The South Korean Financial Services Commission (FSC) has announced a ban on all forms of initial coin offerings (ICO), joining a wave of regulatory pressure against the increasingly popular method of fundraising.
The new mechanism enables start-ups to raise money by issuing ‘tokens’ that can appreciate in value and later be used to buy the issuer’s products. They have been known to generate millions in capital in a matter of minutes, but have prompted concerns from regulatory authorities, which have cautioned over their speculative nature and lack of regulatory oversight.
Among others, authorities in both the UK and US have issued warnings against the new fundraising technology. The UK’s Financial Conduct Authority described virtual tokens as “very high” risk, while the US Securities and Exchange Commission cautioned that they could amount to ‘pump and dump’ schemes.

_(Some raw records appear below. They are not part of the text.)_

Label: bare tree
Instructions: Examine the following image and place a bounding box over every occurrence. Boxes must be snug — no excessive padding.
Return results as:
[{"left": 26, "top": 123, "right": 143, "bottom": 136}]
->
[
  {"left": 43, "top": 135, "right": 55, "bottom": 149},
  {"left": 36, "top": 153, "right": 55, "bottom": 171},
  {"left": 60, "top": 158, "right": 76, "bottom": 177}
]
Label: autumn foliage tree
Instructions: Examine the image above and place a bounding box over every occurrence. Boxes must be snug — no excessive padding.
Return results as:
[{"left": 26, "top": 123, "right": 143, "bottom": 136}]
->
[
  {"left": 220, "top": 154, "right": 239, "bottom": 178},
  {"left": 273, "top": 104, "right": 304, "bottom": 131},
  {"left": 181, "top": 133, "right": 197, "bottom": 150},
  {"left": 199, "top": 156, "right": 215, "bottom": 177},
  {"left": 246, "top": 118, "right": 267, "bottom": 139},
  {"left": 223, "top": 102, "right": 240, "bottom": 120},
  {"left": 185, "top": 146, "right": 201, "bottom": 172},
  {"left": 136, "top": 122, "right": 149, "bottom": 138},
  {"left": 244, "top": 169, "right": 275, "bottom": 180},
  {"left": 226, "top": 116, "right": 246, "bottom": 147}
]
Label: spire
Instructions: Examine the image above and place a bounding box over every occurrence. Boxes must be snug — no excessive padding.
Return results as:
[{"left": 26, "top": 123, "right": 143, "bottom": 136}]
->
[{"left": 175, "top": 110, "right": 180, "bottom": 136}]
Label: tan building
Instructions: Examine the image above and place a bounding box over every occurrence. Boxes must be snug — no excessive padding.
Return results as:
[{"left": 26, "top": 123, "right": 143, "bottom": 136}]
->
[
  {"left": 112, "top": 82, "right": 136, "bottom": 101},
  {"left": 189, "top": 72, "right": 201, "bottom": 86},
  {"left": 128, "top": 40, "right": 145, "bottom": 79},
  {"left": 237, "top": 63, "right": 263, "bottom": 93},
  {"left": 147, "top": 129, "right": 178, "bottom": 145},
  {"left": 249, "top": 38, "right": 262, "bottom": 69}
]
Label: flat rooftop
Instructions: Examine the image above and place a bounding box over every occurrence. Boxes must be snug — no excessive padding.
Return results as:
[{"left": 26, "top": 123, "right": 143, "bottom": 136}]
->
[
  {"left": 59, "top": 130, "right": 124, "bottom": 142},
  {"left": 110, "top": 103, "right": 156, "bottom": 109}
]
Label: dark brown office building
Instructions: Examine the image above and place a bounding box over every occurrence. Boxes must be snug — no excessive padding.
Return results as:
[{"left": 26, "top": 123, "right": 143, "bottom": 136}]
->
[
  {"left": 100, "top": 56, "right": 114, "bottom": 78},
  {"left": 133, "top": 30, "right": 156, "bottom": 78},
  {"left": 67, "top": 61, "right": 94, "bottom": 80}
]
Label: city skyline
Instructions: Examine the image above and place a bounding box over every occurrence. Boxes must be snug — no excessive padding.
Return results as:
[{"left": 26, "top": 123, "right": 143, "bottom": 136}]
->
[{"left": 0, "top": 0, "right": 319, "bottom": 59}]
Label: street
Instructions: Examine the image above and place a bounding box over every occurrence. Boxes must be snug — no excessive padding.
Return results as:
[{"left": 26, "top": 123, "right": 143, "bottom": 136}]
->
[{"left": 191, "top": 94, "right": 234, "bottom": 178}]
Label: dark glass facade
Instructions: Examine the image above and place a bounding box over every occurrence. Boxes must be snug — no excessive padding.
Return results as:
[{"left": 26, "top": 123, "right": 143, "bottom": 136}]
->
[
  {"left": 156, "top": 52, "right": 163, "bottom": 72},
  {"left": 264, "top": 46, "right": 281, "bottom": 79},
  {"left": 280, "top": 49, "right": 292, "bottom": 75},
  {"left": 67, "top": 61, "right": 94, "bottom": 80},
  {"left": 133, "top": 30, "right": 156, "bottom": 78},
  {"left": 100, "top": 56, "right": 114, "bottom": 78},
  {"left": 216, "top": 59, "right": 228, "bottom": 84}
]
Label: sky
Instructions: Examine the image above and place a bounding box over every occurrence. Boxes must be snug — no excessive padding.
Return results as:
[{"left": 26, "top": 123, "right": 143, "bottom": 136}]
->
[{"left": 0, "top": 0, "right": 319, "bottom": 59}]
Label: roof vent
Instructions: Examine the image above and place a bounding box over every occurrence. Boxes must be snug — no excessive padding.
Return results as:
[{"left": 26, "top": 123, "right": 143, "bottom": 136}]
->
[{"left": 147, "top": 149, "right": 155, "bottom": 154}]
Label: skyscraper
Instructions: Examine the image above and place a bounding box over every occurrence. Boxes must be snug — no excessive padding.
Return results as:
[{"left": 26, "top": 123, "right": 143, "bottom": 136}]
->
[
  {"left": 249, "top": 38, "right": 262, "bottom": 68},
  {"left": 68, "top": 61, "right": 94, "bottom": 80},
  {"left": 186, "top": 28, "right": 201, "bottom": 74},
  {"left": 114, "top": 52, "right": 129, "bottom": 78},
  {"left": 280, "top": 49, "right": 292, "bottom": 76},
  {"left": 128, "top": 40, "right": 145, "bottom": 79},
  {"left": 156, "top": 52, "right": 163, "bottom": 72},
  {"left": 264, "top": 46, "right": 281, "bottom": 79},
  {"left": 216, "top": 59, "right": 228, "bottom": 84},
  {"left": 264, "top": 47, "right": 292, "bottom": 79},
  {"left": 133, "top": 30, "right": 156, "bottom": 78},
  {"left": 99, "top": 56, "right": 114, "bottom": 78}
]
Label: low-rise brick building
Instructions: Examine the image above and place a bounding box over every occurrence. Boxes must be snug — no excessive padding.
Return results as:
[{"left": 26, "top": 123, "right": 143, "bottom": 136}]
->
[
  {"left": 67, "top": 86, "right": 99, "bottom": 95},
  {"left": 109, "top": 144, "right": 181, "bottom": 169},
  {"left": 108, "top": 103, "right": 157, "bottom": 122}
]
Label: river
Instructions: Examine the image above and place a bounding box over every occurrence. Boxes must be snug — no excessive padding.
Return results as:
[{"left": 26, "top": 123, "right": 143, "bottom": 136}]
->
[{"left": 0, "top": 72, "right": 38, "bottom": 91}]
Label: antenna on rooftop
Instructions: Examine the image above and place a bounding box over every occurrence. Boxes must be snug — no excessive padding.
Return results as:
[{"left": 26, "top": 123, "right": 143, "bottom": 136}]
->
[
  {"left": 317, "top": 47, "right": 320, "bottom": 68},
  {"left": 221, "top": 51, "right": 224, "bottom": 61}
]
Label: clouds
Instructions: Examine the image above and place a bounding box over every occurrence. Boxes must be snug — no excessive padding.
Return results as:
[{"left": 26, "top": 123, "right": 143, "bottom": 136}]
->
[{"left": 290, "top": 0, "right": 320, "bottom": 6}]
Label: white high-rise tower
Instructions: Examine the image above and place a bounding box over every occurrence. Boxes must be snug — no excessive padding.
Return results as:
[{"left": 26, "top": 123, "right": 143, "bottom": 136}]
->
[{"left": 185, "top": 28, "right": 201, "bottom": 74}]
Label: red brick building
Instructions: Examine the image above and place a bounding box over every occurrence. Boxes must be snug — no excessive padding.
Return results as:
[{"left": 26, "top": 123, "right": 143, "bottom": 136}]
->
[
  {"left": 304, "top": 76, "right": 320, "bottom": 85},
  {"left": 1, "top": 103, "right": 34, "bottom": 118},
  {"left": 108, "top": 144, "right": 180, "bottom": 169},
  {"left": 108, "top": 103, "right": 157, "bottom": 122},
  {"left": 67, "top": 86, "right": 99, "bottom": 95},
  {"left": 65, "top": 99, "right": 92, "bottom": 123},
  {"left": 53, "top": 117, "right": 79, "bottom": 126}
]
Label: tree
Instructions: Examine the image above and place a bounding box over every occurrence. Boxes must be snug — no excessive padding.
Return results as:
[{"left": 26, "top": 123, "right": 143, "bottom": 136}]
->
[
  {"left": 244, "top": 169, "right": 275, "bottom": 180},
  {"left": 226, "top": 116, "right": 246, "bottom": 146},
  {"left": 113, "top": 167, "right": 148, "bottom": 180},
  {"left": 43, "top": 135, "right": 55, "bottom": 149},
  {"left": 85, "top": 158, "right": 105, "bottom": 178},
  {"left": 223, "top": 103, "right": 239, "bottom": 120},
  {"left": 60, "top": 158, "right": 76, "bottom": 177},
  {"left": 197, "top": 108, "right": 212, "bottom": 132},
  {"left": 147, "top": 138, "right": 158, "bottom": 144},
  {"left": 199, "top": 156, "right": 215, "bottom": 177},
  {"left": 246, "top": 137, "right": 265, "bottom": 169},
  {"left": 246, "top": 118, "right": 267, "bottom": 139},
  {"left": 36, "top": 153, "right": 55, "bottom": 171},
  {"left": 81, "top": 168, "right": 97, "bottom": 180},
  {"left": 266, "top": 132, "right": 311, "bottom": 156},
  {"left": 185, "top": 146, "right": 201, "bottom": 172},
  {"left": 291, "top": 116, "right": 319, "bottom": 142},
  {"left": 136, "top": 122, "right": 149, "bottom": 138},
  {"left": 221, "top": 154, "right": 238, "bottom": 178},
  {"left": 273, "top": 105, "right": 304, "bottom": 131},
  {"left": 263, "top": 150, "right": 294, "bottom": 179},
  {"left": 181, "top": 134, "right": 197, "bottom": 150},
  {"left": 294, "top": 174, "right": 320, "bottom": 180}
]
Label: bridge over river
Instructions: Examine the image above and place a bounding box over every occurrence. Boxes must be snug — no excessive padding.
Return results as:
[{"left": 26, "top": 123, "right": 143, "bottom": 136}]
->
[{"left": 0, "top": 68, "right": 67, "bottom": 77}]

They have been known to generate millions in capital in a matter of minutes, but have prompted concern from regulatory authorities
Earlier this month, China became the first country to ban the token sales. Their enthusiasts paint them as a method of funding innovative projects that might struggle to do so through traditional means.
Following a meeting with the Finance Ministry and the Bank of Korea, the Financial Services Authority released a statement, according to Reuters: “Raising funds through ICOs seem to be on the rise globally, and our assessment is that ICOs are increasing in South Korea as well.”
The commission further stated that the ban would cover “all forms of initial coin offerings regardless of using a certain technology or a certain name”.
According to local news agency Yonhap, the Vice Chairman of the FSC, Kim Yong-beom, said: “There is a situation where money has been flooded into an unproductive and speculative direction.” The commission vowed that rule-breakers would face “stern penalties”.